The previous day, Gaylord had deployed a platoon of 20 soldiers on a patrol to assess the enemy's strength and location. The patrol has failed to return. The lieutenant in charge of the missing patrol presses for a rescue mission. Gaylord declines to put more men at risk by crossing the river in pursuit of the missing patrol.

===Part Two===
A radio communication is received from the missing patrol, conveying their location and planned route of escape. However, the patrol's radio is not fully operational, and they cannot receive incoming communications.

Gaylord receives word that the Air Force will conduct an air strike with bombs and napalm on the enemy's artillery on the other side of the river to protect the regiment from attack during the retreat.

The proposed strike creates a dilemma as the lost patrol last reported its position in the same location as the proposed air strike. The air strike puts the lost patrol at risk, but failure to take out the enemy artillery puts all 500 men at risk.

===Part Three===
The time for the strike approaches, and Gaylord must decide whether to proceed. One of the other officers advises Gaylord to sacrifice the 20 to save the 500: "We're gonna have to cross them off ... 20 for 500 .. that's not a bad price." Gaylord refuses to accept the cold logic and arithmetic of sacrificing 20 to save 500. Gaylord wants to strip off his conscience and "inject something into my immortal soul to make me numb so that I'll quit feeling, so that I'll be a commanding officer instead of my brother's keeper."

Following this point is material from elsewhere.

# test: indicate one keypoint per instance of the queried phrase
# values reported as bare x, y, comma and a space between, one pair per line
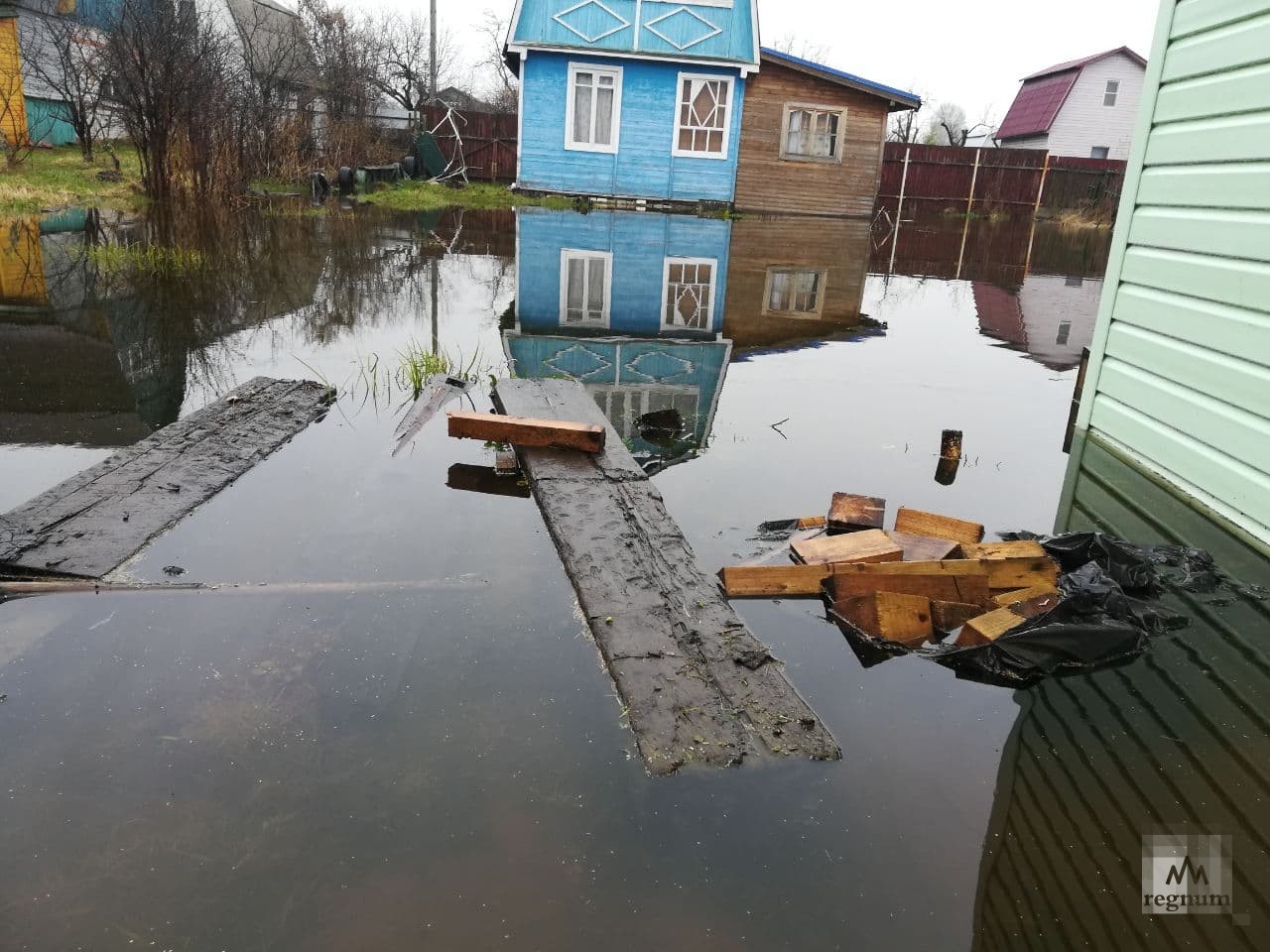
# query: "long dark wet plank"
99, 518
698, 684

A soldier from the lost patrol is spotted swimming across the river. He is shot and killed by enemy fire as he reaches the shore.

As the time for the strike gets closer, Gaylord breaks down, unable to give a command that will kill 20 men. Gaylord's subordinate officers urge him to take command.

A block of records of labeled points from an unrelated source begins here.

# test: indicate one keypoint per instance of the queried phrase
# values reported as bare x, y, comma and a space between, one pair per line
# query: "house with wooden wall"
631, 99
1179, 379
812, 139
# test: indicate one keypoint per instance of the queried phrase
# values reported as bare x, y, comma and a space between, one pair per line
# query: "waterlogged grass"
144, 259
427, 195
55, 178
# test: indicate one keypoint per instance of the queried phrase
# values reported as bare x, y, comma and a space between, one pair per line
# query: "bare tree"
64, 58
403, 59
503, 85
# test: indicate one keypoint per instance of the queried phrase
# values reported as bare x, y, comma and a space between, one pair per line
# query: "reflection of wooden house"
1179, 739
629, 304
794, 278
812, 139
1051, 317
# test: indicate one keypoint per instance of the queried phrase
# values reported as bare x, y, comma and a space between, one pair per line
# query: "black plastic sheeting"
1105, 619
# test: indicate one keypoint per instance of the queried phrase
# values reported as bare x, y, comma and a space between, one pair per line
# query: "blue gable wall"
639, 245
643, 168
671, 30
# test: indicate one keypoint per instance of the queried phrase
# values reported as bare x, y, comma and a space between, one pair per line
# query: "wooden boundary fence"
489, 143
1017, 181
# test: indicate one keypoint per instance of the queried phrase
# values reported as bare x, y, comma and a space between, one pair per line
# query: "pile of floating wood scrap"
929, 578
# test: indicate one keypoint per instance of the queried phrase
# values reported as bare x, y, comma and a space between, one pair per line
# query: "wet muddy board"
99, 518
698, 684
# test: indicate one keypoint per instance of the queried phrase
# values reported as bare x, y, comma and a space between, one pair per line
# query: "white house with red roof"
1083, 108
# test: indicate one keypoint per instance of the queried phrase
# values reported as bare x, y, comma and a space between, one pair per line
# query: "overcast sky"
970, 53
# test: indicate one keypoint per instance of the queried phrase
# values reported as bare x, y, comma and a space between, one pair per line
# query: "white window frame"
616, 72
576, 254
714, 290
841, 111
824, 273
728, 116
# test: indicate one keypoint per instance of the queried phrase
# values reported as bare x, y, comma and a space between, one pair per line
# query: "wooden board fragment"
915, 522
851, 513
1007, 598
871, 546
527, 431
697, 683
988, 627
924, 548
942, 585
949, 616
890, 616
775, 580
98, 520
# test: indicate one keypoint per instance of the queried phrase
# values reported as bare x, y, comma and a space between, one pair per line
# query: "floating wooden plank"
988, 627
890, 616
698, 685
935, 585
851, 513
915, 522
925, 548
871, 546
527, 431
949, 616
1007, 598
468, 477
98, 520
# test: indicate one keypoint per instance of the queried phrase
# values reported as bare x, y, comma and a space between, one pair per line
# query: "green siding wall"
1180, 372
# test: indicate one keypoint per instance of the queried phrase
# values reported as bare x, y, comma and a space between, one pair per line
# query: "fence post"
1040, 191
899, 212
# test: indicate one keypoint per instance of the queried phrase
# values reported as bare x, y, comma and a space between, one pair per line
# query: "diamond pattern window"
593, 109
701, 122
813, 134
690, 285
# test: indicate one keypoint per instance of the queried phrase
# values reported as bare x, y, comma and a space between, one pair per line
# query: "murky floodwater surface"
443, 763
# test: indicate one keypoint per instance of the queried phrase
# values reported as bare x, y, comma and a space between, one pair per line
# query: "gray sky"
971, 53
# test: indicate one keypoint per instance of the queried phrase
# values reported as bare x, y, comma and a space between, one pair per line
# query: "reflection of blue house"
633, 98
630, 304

Helicopters arrive to evacuate the injured, and the time for the strike has arrived. Gaylord decides to give the order: "These gold leaves give me the power of god. To give, take, and trade lives. Tonight, I'm trading ... lives ... 20 boys across the river for all of ours. That's a pretty fair numerical exchange ... Inside my gut I'm gonna ache from this second on. .... These are the responsibilities of command you don't read in the West Point manual."

The regiment moves out, and the strike proceeds as Gaylord and a chaplain watch the bombs drop. Gaylord offers a final thought: "God rest their souls and God, forgive me." The chaplain assures Gaylord that God will do both.

==Cast==
- James Daly as Major Gaylord
- Roy Roberts as Chaplain Walker
- Bert Freed as Chick
- Frank Marth as Franks
- William Leicester
- Douglas Taylor
- William Andrews
- Wyatt Cooper
- William Whitman

==Production==
The play was produced by Felix Jackson, directed by Franklin J. Schaffner, and written for television by Rod Serling. It was broadcast on June 7, 1954, as part of the CBS television series, Westinghouse Studio One.

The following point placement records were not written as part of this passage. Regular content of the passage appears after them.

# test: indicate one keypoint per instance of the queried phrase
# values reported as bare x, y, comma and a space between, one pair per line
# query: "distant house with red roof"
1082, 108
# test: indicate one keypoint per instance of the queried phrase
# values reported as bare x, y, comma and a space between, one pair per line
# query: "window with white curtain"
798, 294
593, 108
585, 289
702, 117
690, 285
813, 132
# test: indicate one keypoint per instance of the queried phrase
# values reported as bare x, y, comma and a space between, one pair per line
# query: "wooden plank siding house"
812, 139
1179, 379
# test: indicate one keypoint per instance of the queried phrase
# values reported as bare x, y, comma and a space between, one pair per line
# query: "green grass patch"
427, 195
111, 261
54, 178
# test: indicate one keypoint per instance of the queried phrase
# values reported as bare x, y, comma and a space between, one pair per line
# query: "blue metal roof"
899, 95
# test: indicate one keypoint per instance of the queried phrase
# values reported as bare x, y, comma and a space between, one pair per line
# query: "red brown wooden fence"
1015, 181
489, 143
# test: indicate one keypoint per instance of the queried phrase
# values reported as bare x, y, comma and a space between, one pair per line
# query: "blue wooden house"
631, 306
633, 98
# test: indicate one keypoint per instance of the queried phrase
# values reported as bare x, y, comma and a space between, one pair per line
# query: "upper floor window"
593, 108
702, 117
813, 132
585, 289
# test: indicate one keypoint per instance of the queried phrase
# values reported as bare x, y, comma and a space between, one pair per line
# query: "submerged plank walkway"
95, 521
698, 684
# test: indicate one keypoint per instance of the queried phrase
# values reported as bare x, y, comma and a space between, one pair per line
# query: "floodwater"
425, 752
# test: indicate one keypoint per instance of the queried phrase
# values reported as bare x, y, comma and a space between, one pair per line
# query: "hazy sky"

The teleplay was staged at least three other times. In December 1955, it was produced for Lux Radio Theatre in Australia. In February 1960, it was produced as part of Great Britain's Armchair Theatre under the title "Come in Razor Red". In May 1964, it was produced for Bob Hope Presents the Chrysler Theatre under the title, "The Command".

Serling was pleased with the work and wrote a feature-length screenplay under the title The Cold Day in Hell. In July 1956, he wrote: "Quite immodestly I'll state that I think it's a power house and should make a corker of a movie." However, it was not produced.

==Critical reception==

Producer Felix Jackson rated the script as the best Serling had written to that point.

Gore Vidal included the script in his 1956 published collection, Best Television Plays. It was the first Serling teleplay to be published.